Stuffed Crocodile

Mazes, Martians, Mead

Review: Starfighters of Adumar

Starfighters of Adumar
Starfighters of Adumar by Aaron Allston
My rating: 3 of 5 stars

One thing that is very noticeable is that the situation the protagonists get thrown in in this book is suspiciously specific for their skillsets. Adumar is a slightly backwards world that has just contacted the New Republic and would be open for negotiations. There is one small problem though: they don’t want to negotiate with career politicians, they only will accept starfighter pilots as negotiators.
And so Wedge Antilles and a few others from Rogue Squadron end up on Adumar and have to deal with a lot of culture clash and cloak and dagger espionage business. It turns out that Adumar is actually a balkanised world and that they only were contacted by the most powerful nation there, that the Imperials were contacted at the same time and now are competing with them, and that the Adumari are not only fond of starfighter pilots, they are obsessed with them. And with honor. And with honorable feuds to the death. In one of the funniest sequences in the book our heroes are on a stake out when someone else sneaks in and wants to use the same hiding place.

At one point during the later part of the novel our pilot heroes are so fed up with this world and their idea of honorable combat that they’d like to tell them to screw themselves and just go home.
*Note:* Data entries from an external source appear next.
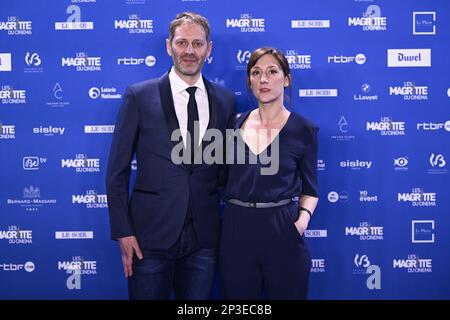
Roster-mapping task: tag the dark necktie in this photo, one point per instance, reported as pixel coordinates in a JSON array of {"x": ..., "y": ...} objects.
[{"x": 192, "y": 117}]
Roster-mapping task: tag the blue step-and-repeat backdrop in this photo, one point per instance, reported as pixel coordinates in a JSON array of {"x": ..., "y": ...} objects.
[{"x": 374, "y": 75}]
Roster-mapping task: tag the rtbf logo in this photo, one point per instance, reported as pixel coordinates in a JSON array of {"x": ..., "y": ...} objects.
[
  {"x": 246, "y": 23},
  {"x": 149, "y": 61},
  {"x": 27, "y": 266},
  {"x": 409, "y": 57},
  {"x": 82, "y": 163}
]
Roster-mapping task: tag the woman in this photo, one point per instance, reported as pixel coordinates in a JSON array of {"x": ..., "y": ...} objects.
[{"x": 262, "y": 245}]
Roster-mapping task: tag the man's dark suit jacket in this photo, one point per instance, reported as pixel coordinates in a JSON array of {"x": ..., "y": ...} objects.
[{"x": 156, "y": 210}]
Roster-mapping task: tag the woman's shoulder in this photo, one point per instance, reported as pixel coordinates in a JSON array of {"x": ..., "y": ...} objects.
[{"x": 302, "y": 123}]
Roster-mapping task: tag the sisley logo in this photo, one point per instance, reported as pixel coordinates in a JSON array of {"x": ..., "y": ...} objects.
[
  {"x": 49, "y": 131},
  {"x": 355, "y": 164},
  {"x": 409, "y": 57}
]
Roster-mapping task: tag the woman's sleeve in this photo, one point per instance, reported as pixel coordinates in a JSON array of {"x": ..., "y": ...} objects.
[{"x": 307, "y": 168}]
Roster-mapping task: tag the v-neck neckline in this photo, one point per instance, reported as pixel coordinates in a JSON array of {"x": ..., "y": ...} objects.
[{"x": 276, "y": 136}]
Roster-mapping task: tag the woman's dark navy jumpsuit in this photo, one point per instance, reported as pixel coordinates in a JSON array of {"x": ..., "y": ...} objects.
[{"x": 260, "y": 247}]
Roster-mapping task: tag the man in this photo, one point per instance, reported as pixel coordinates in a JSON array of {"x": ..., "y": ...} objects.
[{"x": 168, "y": 230}]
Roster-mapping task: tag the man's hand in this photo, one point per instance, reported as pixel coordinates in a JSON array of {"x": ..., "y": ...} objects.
[
  {"x": 302, "y": 223},
  {"x": 128, "y": 246}
]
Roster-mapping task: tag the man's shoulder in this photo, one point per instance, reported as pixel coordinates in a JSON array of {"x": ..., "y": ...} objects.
[
  {"x": 144, "y": 85},
  {"x": 221, "y": 90}
]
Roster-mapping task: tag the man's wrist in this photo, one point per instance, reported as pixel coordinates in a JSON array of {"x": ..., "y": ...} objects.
[{"x": 307, "y": 211}]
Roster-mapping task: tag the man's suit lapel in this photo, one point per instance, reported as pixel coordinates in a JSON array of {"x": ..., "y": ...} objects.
[
  {"x": 213, "y": 104},
  {"x": 168, "y": 106}
]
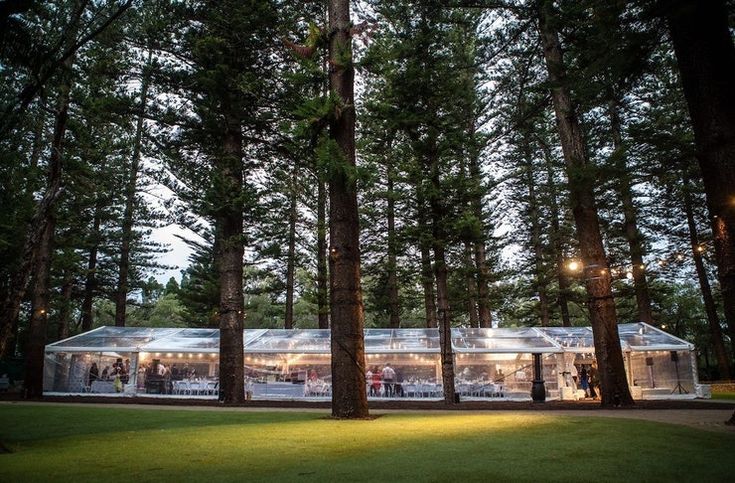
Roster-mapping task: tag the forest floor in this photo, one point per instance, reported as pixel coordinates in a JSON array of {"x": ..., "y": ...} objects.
[{"x": 50, "y": 442}]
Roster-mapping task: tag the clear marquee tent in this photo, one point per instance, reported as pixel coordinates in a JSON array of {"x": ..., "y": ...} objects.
[{"x": 292, "y": 364}]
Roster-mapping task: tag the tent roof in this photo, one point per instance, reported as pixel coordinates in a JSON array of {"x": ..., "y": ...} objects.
[{"x": 636, "y": 337}]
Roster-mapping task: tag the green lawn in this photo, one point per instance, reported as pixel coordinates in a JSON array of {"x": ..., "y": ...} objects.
[{"x": 81, "y": 444}]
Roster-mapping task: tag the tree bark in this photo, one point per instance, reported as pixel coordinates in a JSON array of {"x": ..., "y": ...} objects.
[
  {"x": 427, "y": 272},
  {"x": 394, "y": 305},
  {"x": 90, "y": 283},
  {"x": 556, "y": 236},
  {"x": 439, "y": 237},
  {"x": 706, "y": 57},
  {"x": 322, "y": 280},
  {"x": 230, "y": 251},
  {"x": 121, "y": 294},
  {"x": 713, "y": 320},
  {"x": 630, "y": 215},
  {"x": 483, "y": 275},
  {"x": 349, "y": 398},
  {"x": 471, "y": 282},
  {"x": 64, "y": 317},
  {"x": 33, "y": 382},
  {"x": 603, "y": 317},
  {"x": 291, "y": 256},
  {"x": 538, "y": 249},
  {"x": 37, "y": 327}
]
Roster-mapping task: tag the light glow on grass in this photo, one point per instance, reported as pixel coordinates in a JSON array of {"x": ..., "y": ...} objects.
[{"x": 54, "y": 443}]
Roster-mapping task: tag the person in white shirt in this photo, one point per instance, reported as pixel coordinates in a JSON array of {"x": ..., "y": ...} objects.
[{"x": 388, "y": 376}]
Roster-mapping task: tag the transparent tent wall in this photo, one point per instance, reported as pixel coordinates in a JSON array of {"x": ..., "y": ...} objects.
[
  {"x": 72, "y": 372},
  {"x": 178, "y": 373},
  {"x": 662, "y": 372},
  {"x": 417, "y": 375},
  {"x": 309, "y": 375},
  {"x": 287, "y": 375},
  {"x": 505, "y": 375}
]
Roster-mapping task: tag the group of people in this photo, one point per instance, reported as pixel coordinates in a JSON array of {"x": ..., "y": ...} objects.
[
  {"x": 388, "y": 378},
  {"x": 118, "y": 373},
  {"x": 586, "y": 376},
  {"x": 159, "y": 371}
]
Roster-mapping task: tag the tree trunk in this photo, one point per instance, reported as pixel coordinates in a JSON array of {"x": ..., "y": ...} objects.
[
  {"x": 427, "y": 274},
  {"x": 556, "y": 236},
  {"x": 603, "y": 317},
  {"x": 713, "y": 320},
  {"x": 349, "y": 398},
  {"x": 291, "y": 257},
  {"x": 37, "y": 327},
  {"x": 706, "y": 57},
  {"x": 483, "y": 293},
  {"x": 33, "y": 382},
  {"x": 322, "y": 282},
  {"x": 480, "y": 255},
  {"x": 394, "y": 305},
  {"x": 471, "y": 282},
  {"x": 121, "y": 294},
  {"x": 229, "y": 243},
  {"x": 438, "y": 219},
  {"x": 64, "y": 317},
  {"x": 538, "y": 249},
  {"x": 37, "y": 227},
  {"x": 631, "y": 232},
  {"x": 90, "y": 283}
]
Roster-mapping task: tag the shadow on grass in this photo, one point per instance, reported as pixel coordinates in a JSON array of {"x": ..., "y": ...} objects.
[
  {"x": 154, "y": 445},
  {"x": 29, "y": 423}
]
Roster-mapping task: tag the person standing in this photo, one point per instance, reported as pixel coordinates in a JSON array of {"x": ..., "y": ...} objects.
[
  {"x": 584, "y": 381},
  {"x": 93, "y": 375},
  {"x": 389, "y": 376},
  {"x": 375, "y": 387}
]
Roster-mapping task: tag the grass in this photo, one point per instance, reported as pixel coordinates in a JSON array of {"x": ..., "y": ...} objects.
[{"x": 80, "y": 444}]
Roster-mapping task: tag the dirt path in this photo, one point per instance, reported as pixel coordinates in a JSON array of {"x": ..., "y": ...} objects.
[{"x": 705, "y": 419}]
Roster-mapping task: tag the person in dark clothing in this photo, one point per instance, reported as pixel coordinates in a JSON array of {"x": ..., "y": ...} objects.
[{"x": 93, "y": 375}]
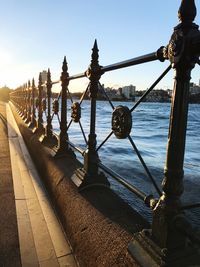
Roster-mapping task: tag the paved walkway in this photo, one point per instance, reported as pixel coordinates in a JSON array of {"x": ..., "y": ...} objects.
[{"x": 40, "y": 236}]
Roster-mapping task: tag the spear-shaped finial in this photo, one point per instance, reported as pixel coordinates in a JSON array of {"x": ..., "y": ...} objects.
[
  {"x": 187, "y": 11},
  {"x": 40, "y": 79},
  {"x": 95, "y": 54},
  {"x": 64, "y": 67},
  {"x": 33, "y": 82}
]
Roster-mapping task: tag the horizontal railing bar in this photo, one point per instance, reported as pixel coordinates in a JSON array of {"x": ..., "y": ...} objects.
[
  {"x": 121, "y": 180},
  {"x": 131, "y": 62},
  {"x": 78, "y": 149},
  {"x": 77, "y": 76},
  {"x": 73, "y": 77},
  {"x": 151, "y": 88},
  {"x": 190, "y": 206}
]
But they are our heroes, and so of course they don’t and save the day instead.

The novel is not exactly Shakespeare, but it is definitely one of the better Star Wars novels out there. It is fun to read, the worldbuilding is impressive for Star Wars (remember, this is the franchise that gave us such interesting locales as a desert planet, a swamp planet, a city planet, and a Northern Italy planet), and it works as a coherent story on its own.